My first shopping week ever was a marathon. I attended more class hours in five days than I was required to attend in the entire remainder of the semester. I took notes in the classes I shopped, dog-eared the course catalogue most of the way through, sat through entire classes even after they started looking bad and spent a lot of time in the Coop reading books.
Most importantly, though, I asked around. Older friends, friends of older friends, roommates all had advice to give. Any class offered for more than a few years develops a reliable reputation, a strange mix of fact, opinion and hearsay that scales enrollment by factors of ten.
Grow older, grow wiser. Last Shopping Period I had everything down to a science. Master scanner of syllabi and shuffler of classes, I could tell within minutes whether a class was right for me. I'd absorbed enough departmental and extracurricular hearsay to pick classes practically before the lectures began.
But acquiring enough information about a class is rarely a matter of asking more people. Two, three, five opinions or off-hand remarks are usually a representative sample, even for large classes. This is because, I was surprised to find, there's not much dissention.
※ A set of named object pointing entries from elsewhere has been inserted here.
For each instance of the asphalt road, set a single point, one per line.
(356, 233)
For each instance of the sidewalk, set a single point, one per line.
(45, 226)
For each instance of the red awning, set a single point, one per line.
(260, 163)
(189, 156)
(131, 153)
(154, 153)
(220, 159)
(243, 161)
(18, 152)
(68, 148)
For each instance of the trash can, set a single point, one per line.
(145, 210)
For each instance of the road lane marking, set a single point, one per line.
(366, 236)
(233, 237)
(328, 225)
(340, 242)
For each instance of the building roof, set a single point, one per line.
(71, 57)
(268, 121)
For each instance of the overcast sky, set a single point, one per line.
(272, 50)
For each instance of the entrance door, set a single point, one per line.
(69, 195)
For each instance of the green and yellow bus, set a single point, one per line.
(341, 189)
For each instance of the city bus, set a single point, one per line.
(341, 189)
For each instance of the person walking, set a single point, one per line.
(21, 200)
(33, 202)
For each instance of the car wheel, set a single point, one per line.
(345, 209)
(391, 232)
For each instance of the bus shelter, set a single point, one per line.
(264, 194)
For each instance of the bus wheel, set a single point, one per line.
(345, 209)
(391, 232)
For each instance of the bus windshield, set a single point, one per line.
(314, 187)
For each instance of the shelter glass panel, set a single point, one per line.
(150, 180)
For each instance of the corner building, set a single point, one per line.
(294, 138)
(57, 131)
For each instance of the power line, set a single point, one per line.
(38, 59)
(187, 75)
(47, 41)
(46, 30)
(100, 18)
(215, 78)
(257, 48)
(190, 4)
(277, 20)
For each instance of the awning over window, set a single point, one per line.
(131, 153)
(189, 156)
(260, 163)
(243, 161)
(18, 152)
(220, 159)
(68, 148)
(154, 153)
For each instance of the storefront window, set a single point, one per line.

Ask around about a particular class and people who've never spoken will echo each other's assessments, sometimes even using the same phrases. How is it that 500 people in a lecture class independently come to the conclusion that "the lectures are archaic, the head TF sounds like Marge Simpson, the midterm was hard and the professor is brilliant but incomprehensible"?
Some things are obvious. By junior year, we've all got similar benchmarks. Everybody can tell whether the professor is organized or the reading is superfluous. But the diversity of opinion that exists during shopping week has shrunk, by the end of the semester, to a comfortable homogeneity. Is this a natural process? Or a strange kind of mob psychology?
After the first few sections, territory has been established, the discussions take on a certain character, sleep patterns solidify. Maybe the kid next to you in the baseball jacket complains to you after class and slowly, you notice, class isn't as great as you thought. Maybe your whole tutorial is fascinated by Celtic poetry and you find yourself looking forward weekly meetings despite yourself. Where does the consensus come from? It's all in the details: an off-hand remark that someone makes, a perfect characterization, the collective curve-setting on the midterm. Slowly, the class opinion converges to a mean.
Though the mean's characteristic, it may not be fair. Occasionally I've been surprised to find a required class with a bad reputation quite enjoyable. The problem is not that bad reputations are acquired too hastily and good ones take time--nothing is so easy. Instead it seems that fair and unfair reputations are results of the same process, the same sets of intuition, reaction and details.